The base of Saddam's regime was the rural Sunni Arabs from outside Baghdad and the largest cities. The urban Sunni had flourished under the monarchy. It is not surprising they were the first to rebel, especially when Paul Bremer, the US viceroy, dissolved the army and security services where so many of them served. The rebels are nationalist and religious. The US always appears to underestimate the strength of Iraqi nationalism. Militant Islamic groups have flourished in western Iraq. In Fallujah they have been searching for shops that might sell alcohol, warning barbers against Western haircuts and demanding women wear the veil.

It has always appeared that there is a difference between the broader resistance movement and the car-bombing campaign. The latter, carried out regardless of Iraqi civilian casualties, has long appeared to be centrally co-ordinated. It has been able to strike in Arbil in the far north and against Iraqi oil facilities in the Gulf far to the south.
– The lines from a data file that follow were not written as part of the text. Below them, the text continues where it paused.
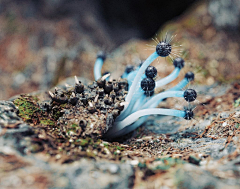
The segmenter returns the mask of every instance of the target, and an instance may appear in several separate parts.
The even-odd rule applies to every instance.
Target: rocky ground
[[[29,64],[31,69],[27,66],[14,72],[16,76],[10,88],[4,72],[10,73],[17,62],[10,61],[11,66],[6,65],[4,70],[0,70],[4,78],[1,85],[7,91],[1,93],[3,99],[16,91],[28,93],[0,101],[0,188],[240,188],[239,36],[217,31],[206,4],[199,4],[194,12],[166,24],[162,31],[165,33],[167,30],[177,33],[175,40],[183,45],[183,55],[189,60],[179,80],[189,70],[196,74],[194,85],[189,86],[199,94],[195,119],[186,121],[151,116],[142,127],[114,141],[102,138],[103,130],[94,131],[95,134],[91,135],[91,132],[88,134],[80,129],[80,120],[74,122],[79,110],[66,102],[51,104],[48,91],[29,94],[34,89],[50,88],[64,77],[78,75],[80,65],[84,78],[79,80],[85,86],[91,83],[97,50],[90,43],[79,43],[81,56],[77,50],[72,54],[70,48],[64,50],[66,56],[63,56],[61,45],[64,41],[59,39],[59,51],[48,54],[49,51],[43,50],[37,59],[37,62],[46,60],[46,65],[57,71],[50,69],[44,72],[37,62]],[[6,45],[15,49],[18,45],[13,42],[16,41],[9,38]],[[118,78],[127,64],[134,62],[137,65],[152,52],[145,43],[154,44],[132,41],[122,45],[111,53],[103,70]],[[24,57],[32,60],[34,54],[30,56],[28,51],[24,52],[22,54],[29,55]],[[2,57],[8,60],[22,54],[10,53]],[[51,59],[52,56],[57,59]],[[20,64],[25,65],[26,59],[20,58]],[[57,63],[60,63],[59,68],[54,67]],[[66,64],[70,66],[63,66]],[[168,59],[167,63],[159,59],[154,65],[159,70],[158,77],[166,76],[173,69]],[[29,76],[35,68],[37,75]],[[52,73],[45,74],[45,83],[40,82],[43,73]],[[24,82],[16,83],[21,82],[21,78]],[[66,89],[64,83],[74,86],[73,77],[57,87]],[[41,85],[44,87],[39,87]],[[57,95],[54,88],[50,91]],[[60,95],[61,102],[65,97],[71,98],[71,94]],[[49,103],[51,110],[45,105]],[[181,109],[183,105],[181,101],[167,99],[161,107]],[[111,107],[109,105],[106,111],[112,113],[116,109]],[[91,105],[86,109],[92,111]],[[89,113],[92,114],[94,111]],[[101,115],[99,124],[108,126],[110,123],[104,124],[104,121],[112,118],[107,118],[104,112]],[[70,121],[63,126],[61,118]]]

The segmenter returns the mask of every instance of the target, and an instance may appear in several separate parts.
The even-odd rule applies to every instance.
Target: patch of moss
[[[46,126],[54,126],[54,120],[43,111],[38,105],[37,96],[21,95],[14,100],[14,104],[18,107],[18,116],[21,117],[27,123],[33,123],[34,125],[43,124]]]
[[[18,107],[18,115],[26,122],[32,122],[38,118],[38,114],[41,112],[37,105],[37,98],[28,95],[21,95],[21,97],[14,100],[14,104]]]

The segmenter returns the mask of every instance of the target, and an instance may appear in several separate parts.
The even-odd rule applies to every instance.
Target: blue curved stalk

The men who kill themselves are often foreign but the safe houses, intelligence, purchase of cars and support is Iraqi.

The US has long pushed the idea that a Jordanian called Abu Musab al-Zarqawi, linked to al-Qa'ida and supposed head of the Tawhid and Jihad movement, is the organising genius behind the suicide attacks. This may be so but the evidence for his role is still slight, consisting of a long letter he is believed to have written and statements on Islamic websites. Many members of the present Iraqi government say they believe that Syrian and Iranian intelligence play a much bigger role in the anti-US campaign than is generally appreciated.

But most of the resistance in Iraq is intensely local. The US army has found to its cost that if a town or city is threatened then all the young men are likely to join the battle. They are united by bonds of religion, nationality, tribe, locality and family.

Iraqis in general distinguish between the suicide bombers and the resistance who attack the Americans, condemning the former and approving the latter. The attacks yesterday show how difficult the guerrilla war will be to end while the occupation continues and until there is a general political settlement.